Solution. We will show that the only such number is $\displaystyle a=0$.

Let $\displaystyle A = \begin{pmatrix} a & -a & -1 & 0 \\ a & -a & 0 & -1 \\ 1 & 0 & a & -a \\ 0 & 1 & a & -a \end{pmatrix}$ and suppose that $\displaystyle A=B^2$. It is easy to compute the characteristic polynomial of $\displaystyle A$, which is

$\displaystyle p_A(x)=\det(A-xI)=(x^2+1)^2.$

By the Cayley-Hamilton theorem we have $\displaystyle p_A(B^2)=p_A(A)=0$.

Let $\displaystyle \mu_B(x)$ be the minimal polynomial of $\displaystyle B$. The minimal polynomial divides all polynomials that vanish at $\displaystyle B$; in particular $\displaystyle \mu_B(x)$ must be a divisor of the polynomial $\displaystyle p_A(x^2)=(x^4+1)^2$. The polynomial $\displaystyle \mu_B(x)$ has rational coefficients and degree at most $\displaystyle 4$. On the other hand, the polynomial $\displaystyle x^4+1$, being the $\displaystyle 8$th cyclotomic polynomial, is irreducible in $\displaystyle \mathbb{Q}[x]$. Hence the only possibility for $\displaystyle \mu_B$ is $\displaystyle \mu_B(x)=x^4+1$. Therefore,

$\displaystyle A^2+I = \mu_B(B) = 0. \tag1$

Since we have

$\displaystyle A^2 + I = \begin{pmatrix} 0 & 0 & -2a & 2a \\ 0 & 0 & -2a & 2a \\ 2a & -2a & 0 & 0 \\ 2a & -2a & 0 & 0 \end{pmatrix},$

the relation (1) forces $\displaystyle a=0$.

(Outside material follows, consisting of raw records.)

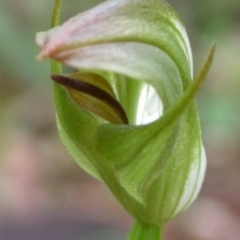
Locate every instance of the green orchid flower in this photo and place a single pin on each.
(128, 115)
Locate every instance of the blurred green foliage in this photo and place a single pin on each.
(25, 85)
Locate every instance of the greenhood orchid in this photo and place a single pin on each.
(128, 115)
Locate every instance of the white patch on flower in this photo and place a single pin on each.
(150, 106)
(193, 182)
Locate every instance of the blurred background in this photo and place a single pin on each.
(45, 195)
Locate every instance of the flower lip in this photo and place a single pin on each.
(95, 92)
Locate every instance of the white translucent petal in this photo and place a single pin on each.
(150, 106)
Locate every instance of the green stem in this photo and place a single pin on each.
(142, 231)
(56, 66)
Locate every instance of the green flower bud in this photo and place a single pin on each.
(129, 116)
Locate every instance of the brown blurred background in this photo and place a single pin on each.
(45, 195)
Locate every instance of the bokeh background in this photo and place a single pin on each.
(45, 195)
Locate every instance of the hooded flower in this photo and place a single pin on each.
(129, 115)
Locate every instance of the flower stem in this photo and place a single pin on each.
(142, 231)
(56, 66)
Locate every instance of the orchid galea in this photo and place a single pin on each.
(128, 115)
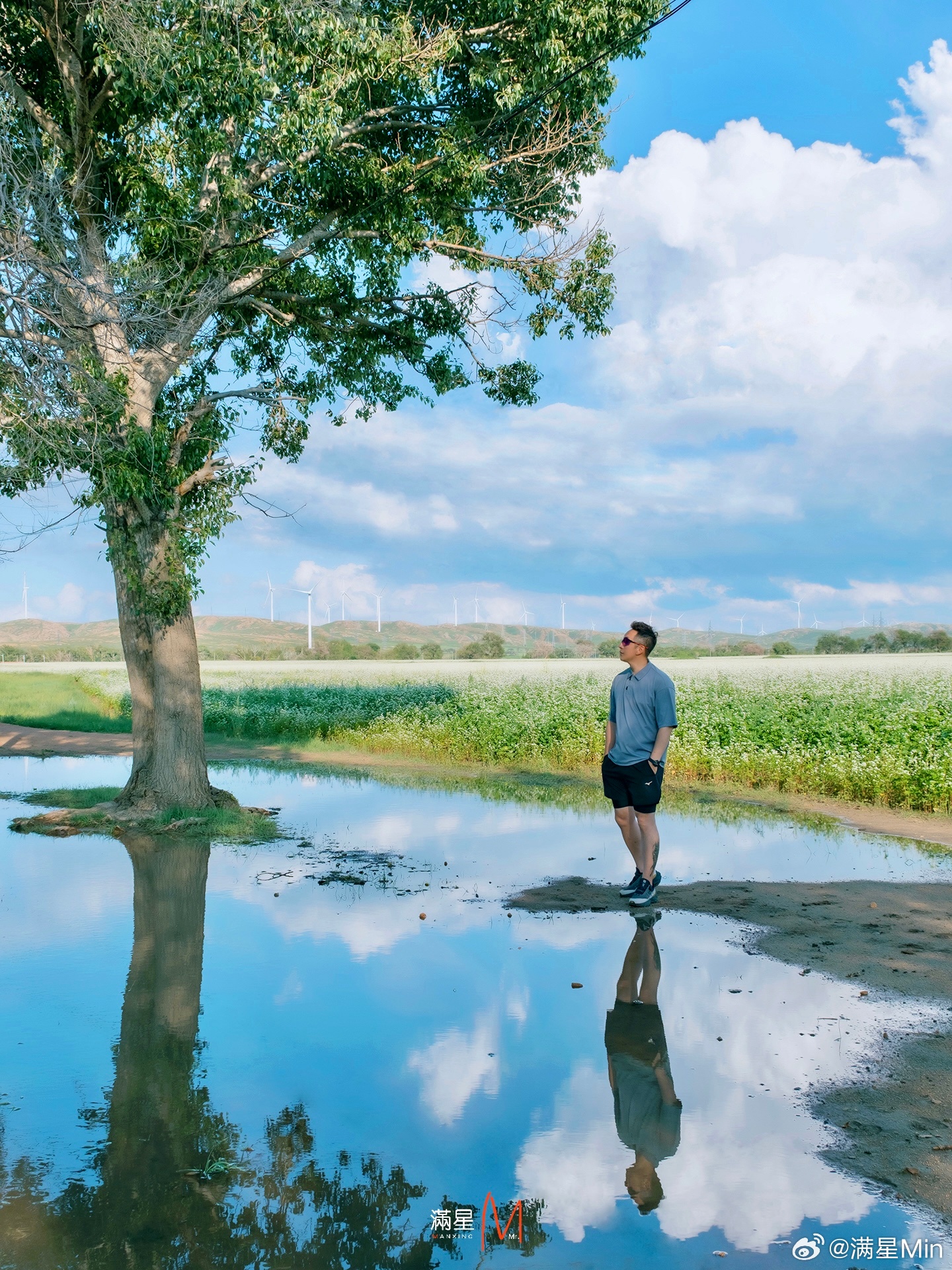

In case $\displaystyle a=0$ we have

$\displaystyle A = \begin{pmatrix} 0 & 0 & -1 & 0 \\ 0 & 0 & 0 & -1 \\ 1 & 0 & 0 & 0 \\ 0 & 1 & 0 & 0 \end{pmatrix} = \begin{pmatrix} 0 & 0 & 0 & -1 \\ 1 & 0 & 0 & 0 \\ 0 & 1 & 0 & 0 \\ 0 & 0 & 1 & 0 \end{pmatrix}^2,$

hence $\displaystyle a=0$ satisfies the condition.